Letter to my great-grandmother Shimke

Dear great-grandmother,

Last week, our family met per Zoom. Twenty of us – spread all throughout the USA and in Germany.

All of us with successful and productive lives.

All thanks to you.

Thanks to your incredible ability to work and care for your family.

You bore and raised 11 children in your/our shtetl of Slutsk in what was then Russia.

While raising this huge family, you also earned the money. You were a successful businesswoman who had an interest in a mill and in a hotel.

While your husband – my great-grandfather Moses Reuben – did what every Jewish scholar should do – study the Torah in the shul.

And you did all this in an era of terror and uncertainty – while pogroms raged and Jews lived and died in fear of the Cossacks and other persecutors. Thank you for your courage – for not giving in to despair and depression.

And let me say “thank you” for your foresight. You had the prescience to successively send most of your children and then yourself to the United States.

Thanks to your foresight, neither you nor your children nor their offspring were killed in the Holocaust, unlike the some 70 members of our family who did not leave Slutsk in time.
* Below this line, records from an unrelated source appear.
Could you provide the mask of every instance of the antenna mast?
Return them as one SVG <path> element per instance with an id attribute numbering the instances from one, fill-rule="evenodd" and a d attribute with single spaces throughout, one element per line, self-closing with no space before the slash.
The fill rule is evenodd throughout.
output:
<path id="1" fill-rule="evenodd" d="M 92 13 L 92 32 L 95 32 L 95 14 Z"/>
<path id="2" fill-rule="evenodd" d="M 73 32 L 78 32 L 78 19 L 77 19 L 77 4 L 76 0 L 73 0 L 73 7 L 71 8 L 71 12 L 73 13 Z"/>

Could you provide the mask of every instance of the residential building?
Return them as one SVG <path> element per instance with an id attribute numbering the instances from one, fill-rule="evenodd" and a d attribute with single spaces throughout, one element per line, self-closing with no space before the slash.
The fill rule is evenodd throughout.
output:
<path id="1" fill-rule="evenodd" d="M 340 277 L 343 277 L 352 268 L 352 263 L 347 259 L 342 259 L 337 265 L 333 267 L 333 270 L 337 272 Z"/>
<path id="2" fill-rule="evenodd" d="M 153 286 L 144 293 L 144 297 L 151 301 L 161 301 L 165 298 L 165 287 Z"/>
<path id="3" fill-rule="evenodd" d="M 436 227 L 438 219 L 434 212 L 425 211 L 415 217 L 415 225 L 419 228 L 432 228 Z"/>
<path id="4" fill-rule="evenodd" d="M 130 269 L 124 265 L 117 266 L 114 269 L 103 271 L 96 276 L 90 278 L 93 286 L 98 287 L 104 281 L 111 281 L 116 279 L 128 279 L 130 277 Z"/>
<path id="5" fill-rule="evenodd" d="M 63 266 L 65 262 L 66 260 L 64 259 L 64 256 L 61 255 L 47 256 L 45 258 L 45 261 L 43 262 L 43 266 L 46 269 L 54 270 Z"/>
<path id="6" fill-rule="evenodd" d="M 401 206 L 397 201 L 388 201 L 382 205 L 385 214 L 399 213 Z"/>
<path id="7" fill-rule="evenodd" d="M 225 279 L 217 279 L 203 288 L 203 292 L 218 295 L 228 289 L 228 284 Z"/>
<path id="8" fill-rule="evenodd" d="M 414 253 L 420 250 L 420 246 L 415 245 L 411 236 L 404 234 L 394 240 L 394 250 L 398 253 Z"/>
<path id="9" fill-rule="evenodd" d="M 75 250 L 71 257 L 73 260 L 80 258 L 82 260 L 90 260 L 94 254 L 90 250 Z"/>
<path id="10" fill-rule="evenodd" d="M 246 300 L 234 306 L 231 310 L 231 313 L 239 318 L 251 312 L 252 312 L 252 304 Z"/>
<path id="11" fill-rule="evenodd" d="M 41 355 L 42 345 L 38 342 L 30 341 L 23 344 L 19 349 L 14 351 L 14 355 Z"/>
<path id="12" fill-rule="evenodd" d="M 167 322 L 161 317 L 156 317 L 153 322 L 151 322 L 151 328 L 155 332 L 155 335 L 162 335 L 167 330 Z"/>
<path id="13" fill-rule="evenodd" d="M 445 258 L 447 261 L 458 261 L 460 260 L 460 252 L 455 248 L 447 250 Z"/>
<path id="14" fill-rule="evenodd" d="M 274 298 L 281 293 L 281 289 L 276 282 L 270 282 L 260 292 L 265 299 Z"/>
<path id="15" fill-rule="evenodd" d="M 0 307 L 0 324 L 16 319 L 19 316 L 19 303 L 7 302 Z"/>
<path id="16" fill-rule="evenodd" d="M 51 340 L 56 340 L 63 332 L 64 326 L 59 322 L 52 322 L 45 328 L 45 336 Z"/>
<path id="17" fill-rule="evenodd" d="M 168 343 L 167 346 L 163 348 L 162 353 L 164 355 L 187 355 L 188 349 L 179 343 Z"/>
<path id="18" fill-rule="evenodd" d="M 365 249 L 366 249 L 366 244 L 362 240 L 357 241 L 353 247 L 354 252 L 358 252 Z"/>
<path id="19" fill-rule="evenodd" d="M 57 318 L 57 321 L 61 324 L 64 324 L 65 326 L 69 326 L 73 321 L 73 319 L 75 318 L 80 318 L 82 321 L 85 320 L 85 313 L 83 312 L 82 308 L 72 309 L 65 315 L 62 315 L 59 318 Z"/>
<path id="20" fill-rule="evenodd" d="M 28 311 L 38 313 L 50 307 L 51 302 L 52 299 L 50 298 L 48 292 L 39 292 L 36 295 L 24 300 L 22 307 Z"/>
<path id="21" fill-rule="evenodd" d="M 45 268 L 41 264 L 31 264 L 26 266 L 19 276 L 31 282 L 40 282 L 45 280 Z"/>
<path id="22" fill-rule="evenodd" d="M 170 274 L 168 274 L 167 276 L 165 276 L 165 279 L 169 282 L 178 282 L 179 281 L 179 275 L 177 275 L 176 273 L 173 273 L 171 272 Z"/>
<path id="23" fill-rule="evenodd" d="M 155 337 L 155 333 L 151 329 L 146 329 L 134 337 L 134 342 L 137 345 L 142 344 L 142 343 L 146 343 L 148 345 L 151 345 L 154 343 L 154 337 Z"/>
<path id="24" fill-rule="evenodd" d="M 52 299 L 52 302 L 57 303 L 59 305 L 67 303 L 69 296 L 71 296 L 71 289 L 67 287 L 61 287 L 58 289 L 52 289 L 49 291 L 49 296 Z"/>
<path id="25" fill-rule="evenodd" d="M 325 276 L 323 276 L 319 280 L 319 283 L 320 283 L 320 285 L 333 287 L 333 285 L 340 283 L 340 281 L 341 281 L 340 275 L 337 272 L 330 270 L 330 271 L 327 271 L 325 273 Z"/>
They were murdered by the Nazis and their Lithuanian accomplices on October 27, 1941.

Thanks to your hard work, your caring, your wise counsels and your foresight, your children made huge successes of their lives upon arrival in the United States.

And stayed a close and caring family while doing such. Each member received assistance whenever needed, no one was ever treated in a way but fair and trusting.

This closeness and caring awaited me when I was born. Your family – that of my mother – made my – otherwise difficult – childhood a time of huge, joyous, loud gatherings and security – the assurance of being loved and cared for.

Sadly, none of the 20 family members meeting last week ever had the opportunity to meet you. You died before each of us was born.

But you – your unflagging belief in family and fair and ethical lives – lives on in each of us.